Scomparso Matteo Renzi dalla scena dei mass media che occupava con grande tracotanza, fievole (più che altro soft) l’immagine del nuovo premier Gentiloni, è l’ondata di freddo e l’arresto del killer di Capodanno a Istanbul a tenere desta l’attenzione di quanti hanno tempo e voglia di seguire le informazioni del giorno. Anche il neopresidente degli Stati Uniti d’America, Donald Trump, dopo l’exploit dell’intervista ai giornali tedeschi (il Bild) e britannici (il Sunday Times) passa la mano temporaneamente in attesa del suo insediamento alla Casa Bianca che avverrà ufficialmente fra 48 ore. Manca in Italia e, soprattutto in Sicilia, un “particolare” interesse per quanto accade nell’altra (vicina) sponda del Mediterraneo, cioè in Libia mentre (è nostra opinione) l’interesse dovrebbe essere costante e approfondito in quanto le vicende che toccano quel Paese ci riguardano direttamente. È dalla Libia, infatti, che proviene il principale flusso di migranti/profughi che vengono salvati dalle navi della Coalizione per essere sbarcati nei porti siciliani, e nella Libia che si svolge un conflitto interno che ha (inevitabilmente) ripercussioni in Europa e, principalmente, in Italia. Manca un “osservatorio” qualificato e le informazioni che si riescono ad avere sono spesso confuse, contradditorie o di parte e difficile, pertanto, avere un quadro chiaro della situazione. Bisogna allora affidarsi (e fidarsi) delle notizie che la stampa specializzata offre e cercare di ricavarne un’opinione che sia quanto più vicina alla realtà.
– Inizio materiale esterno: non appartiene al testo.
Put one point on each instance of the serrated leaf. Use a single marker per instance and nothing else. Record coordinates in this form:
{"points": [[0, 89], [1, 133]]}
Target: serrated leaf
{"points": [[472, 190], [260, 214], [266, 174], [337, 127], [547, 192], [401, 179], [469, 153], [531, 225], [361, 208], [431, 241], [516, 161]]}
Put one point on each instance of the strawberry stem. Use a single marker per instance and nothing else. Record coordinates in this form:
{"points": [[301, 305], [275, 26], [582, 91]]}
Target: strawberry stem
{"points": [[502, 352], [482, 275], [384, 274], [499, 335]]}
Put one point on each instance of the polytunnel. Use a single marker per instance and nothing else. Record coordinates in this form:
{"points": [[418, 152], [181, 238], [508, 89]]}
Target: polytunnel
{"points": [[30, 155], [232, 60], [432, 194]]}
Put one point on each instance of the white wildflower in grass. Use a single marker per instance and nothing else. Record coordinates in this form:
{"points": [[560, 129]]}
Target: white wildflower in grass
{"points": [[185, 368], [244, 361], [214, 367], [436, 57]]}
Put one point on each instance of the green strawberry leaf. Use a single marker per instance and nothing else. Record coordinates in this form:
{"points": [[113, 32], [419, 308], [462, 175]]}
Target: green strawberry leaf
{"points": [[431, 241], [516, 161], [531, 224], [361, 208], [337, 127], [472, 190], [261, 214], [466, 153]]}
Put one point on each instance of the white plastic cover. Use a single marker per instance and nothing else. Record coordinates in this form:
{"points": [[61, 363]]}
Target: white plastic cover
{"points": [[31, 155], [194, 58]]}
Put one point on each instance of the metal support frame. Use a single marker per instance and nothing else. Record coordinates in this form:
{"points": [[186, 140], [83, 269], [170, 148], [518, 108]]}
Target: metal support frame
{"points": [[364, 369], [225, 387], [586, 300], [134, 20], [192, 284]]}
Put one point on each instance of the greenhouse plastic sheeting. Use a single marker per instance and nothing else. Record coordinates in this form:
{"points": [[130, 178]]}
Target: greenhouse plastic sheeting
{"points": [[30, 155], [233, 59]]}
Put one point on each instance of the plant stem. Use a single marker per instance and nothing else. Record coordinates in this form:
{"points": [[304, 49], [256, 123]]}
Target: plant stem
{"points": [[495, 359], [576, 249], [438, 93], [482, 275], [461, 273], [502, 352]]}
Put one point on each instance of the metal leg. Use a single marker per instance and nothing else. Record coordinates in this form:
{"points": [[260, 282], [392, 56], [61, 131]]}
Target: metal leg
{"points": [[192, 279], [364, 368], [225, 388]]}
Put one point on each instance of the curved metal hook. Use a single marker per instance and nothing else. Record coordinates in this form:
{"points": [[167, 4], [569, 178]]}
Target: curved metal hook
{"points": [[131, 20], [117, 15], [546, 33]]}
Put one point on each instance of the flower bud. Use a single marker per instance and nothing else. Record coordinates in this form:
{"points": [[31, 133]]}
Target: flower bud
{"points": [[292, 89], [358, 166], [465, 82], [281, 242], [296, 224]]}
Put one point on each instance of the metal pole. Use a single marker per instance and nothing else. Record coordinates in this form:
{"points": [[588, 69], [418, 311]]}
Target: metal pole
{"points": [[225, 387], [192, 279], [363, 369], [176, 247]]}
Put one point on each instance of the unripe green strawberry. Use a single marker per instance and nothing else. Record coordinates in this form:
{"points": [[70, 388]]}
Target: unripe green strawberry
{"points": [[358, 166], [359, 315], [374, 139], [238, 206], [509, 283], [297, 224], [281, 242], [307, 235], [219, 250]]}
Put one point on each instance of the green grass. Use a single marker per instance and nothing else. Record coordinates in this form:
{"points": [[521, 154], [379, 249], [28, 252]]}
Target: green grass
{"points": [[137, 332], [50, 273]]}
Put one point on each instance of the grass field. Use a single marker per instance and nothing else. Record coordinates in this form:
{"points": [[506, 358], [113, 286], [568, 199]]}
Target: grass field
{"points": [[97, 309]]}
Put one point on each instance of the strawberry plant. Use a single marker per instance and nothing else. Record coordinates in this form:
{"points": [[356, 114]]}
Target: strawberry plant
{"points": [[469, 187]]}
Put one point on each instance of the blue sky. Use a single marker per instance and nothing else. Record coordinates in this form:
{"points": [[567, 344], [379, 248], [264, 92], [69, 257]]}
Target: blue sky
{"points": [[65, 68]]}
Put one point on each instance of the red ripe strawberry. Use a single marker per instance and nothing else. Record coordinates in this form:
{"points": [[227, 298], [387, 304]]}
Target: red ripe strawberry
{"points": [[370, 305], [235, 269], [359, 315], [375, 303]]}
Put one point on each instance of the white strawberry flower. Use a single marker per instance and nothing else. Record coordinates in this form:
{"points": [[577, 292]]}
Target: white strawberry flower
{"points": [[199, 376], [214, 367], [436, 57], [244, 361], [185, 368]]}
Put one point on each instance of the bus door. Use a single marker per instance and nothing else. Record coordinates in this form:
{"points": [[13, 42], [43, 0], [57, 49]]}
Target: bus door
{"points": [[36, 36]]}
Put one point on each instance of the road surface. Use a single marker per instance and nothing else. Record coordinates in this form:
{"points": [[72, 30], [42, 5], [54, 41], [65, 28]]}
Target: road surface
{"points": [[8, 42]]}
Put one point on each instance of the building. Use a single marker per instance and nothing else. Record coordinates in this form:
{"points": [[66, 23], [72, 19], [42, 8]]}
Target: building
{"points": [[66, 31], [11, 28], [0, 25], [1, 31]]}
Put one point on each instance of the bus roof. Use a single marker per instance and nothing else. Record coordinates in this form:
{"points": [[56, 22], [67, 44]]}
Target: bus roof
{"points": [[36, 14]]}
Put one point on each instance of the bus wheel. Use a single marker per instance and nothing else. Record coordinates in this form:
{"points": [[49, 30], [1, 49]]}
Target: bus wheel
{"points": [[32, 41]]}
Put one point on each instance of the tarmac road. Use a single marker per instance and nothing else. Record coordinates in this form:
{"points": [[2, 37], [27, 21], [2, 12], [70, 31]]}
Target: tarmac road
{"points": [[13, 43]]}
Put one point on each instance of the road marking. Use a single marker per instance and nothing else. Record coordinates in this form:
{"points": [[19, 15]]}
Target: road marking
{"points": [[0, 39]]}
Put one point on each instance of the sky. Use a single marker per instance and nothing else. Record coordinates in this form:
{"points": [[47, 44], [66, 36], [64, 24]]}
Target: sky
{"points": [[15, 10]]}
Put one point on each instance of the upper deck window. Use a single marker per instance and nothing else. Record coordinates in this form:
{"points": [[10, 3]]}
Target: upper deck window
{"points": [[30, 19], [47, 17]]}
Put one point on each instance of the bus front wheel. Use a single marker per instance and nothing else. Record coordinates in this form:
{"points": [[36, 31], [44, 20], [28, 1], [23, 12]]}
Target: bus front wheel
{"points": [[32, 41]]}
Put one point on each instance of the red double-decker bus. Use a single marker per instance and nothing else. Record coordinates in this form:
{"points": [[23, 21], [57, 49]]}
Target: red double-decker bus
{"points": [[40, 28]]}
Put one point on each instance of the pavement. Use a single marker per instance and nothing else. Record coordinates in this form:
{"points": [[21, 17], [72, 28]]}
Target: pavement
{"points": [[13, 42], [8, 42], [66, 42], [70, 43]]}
La portaerei Admiral Kuznetsov

Gianandrea Gaiani sul giornale online Analisi Difesa ci mostra uno scenario fin troppo trascurato dai mass media tradizionali nel suo editoriale dal titolo “Se i russi tornano (in armi) in Libia”.
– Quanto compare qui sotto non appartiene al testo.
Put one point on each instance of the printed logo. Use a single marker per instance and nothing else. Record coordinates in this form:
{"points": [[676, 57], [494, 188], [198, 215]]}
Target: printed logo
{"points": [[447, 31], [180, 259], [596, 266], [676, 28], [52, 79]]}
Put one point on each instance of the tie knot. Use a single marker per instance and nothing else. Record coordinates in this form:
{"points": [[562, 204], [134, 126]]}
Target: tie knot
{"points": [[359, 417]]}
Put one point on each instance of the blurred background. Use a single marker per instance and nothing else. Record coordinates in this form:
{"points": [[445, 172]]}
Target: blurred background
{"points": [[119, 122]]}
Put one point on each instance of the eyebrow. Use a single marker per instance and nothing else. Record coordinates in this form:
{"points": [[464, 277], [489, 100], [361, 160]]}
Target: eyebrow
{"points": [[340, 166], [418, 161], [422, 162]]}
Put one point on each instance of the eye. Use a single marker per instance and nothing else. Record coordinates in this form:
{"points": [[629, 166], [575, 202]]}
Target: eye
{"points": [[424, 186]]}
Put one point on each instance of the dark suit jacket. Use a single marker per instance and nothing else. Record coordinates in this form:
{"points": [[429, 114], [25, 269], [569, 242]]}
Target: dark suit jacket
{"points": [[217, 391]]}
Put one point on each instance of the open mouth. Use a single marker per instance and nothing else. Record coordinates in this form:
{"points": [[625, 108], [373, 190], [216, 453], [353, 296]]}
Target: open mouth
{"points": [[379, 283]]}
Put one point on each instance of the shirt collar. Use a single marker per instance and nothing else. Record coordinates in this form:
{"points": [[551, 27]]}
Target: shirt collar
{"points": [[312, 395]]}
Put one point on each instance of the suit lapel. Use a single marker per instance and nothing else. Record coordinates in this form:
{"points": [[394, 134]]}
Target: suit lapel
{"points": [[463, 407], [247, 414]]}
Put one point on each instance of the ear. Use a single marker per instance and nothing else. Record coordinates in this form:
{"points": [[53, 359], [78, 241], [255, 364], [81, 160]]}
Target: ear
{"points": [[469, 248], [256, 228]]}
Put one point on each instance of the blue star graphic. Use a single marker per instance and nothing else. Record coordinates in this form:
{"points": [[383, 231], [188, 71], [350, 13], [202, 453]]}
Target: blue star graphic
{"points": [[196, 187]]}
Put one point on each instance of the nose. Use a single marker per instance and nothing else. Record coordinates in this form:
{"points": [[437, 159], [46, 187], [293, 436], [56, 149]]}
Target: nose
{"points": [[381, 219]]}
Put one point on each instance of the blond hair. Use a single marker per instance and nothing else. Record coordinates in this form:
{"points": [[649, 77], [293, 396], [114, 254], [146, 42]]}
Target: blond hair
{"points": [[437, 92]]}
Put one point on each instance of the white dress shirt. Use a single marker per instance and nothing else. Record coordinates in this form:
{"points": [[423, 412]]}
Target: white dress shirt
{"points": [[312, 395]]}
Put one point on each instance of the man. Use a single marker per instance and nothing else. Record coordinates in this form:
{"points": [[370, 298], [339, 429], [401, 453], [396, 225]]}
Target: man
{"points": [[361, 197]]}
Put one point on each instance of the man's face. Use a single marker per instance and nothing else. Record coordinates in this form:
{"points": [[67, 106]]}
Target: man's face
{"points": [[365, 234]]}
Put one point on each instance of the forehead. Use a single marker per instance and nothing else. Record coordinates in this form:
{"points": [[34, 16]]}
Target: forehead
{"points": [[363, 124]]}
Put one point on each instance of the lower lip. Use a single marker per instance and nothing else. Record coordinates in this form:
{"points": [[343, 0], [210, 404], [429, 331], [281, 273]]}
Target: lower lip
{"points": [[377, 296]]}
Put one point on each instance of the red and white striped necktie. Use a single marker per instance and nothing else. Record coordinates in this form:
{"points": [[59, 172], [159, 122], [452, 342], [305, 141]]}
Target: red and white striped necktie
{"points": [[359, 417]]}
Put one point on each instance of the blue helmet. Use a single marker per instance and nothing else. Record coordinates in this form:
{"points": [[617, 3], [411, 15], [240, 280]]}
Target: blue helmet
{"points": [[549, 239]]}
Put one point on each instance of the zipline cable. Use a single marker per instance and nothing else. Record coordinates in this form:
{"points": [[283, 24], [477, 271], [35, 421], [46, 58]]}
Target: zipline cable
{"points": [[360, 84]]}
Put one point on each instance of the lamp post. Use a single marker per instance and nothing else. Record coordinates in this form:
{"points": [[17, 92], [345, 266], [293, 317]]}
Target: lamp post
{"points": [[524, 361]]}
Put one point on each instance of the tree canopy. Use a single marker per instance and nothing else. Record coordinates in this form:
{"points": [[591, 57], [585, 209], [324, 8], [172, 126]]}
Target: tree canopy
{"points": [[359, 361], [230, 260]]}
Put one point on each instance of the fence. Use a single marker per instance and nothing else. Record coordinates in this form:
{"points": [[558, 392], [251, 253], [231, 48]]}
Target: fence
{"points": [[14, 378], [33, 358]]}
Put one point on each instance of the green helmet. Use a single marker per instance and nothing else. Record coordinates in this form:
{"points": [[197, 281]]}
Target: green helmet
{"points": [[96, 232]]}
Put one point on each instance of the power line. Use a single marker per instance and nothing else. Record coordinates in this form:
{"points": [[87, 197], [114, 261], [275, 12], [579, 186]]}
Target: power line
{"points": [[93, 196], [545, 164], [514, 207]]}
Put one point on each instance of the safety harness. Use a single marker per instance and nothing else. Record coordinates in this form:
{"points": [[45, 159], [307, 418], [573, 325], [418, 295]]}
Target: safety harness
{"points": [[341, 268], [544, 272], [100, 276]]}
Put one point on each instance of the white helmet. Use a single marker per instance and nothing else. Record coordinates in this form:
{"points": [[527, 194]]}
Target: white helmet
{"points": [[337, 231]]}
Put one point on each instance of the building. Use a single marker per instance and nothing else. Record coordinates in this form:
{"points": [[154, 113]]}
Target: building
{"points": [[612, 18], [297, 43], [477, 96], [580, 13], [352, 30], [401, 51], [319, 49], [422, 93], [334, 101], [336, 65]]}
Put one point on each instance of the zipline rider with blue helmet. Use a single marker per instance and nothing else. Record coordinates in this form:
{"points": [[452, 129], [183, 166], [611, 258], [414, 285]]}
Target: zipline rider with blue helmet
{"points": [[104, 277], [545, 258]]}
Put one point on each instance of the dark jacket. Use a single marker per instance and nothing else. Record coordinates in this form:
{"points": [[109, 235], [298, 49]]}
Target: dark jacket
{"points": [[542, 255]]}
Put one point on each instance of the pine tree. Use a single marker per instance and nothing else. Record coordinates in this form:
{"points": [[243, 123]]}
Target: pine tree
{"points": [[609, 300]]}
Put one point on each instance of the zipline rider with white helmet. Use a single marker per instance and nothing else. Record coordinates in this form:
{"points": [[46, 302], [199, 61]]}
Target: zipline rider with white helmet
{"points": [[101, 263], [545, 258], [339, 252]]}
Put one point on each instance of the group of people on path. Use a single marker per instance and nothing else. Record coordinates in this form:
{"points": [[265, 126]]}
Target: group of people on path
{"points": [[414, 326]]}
Gaiani scrive: La visita inaspettata del maresciallo Khalifa Haftar sulla portaerei Ammiraglio Kuznetsov, in rotta di rientro dalla acque siriane dove i suoi jet hanno contribuito alla vittoria ad Aleppo, ha un significato strategico ben più rilevante di un semplice “mostrar bandiera” di Mosca nella nostra ex colonia. Haftar e il governo laico di Tobruk hanno incassato un “endorsement” di tutto rilievo da una Russia che appare sempre più influente in Medio Oriente e Nord Africa, dove emerge come unica potenza che abbia la determinazione e le capacità per combattere e vincere le forze islamiste nella loro più vasta accezione (dallo Stato Islamico ad al-Qaeda, dai Salafiti ai Fratelli Musulmani). In Tripolitania il governo su cui ha puntato l’Onu (e l’Italia) mostra di non avere alcun controllo del territorio neppure nella capitale, ormai in mano alle milizie dei fratelli Musulmani di Khalifa Ghwell, che guidava il governo islamista di Tripoli decaduto nell’aprile scorso con l’arrivo di al-Sarraj dalla Tunisia, ma che già due volte aveva tentato di riprendere il controllo della capitale. In Cirenaica invece le forze di Haftar e del premier Abdullah al-Thani controllano saldamente il territorio pur combattendo le milizie islamiste nei sobborghi di Derna e Bengasi, controllano i pozzi e i terminal del greggio della cosiddetta Mezzaluna Petrolifera e si pongono come unica forza affidabile per stabilizzare la Libia (…).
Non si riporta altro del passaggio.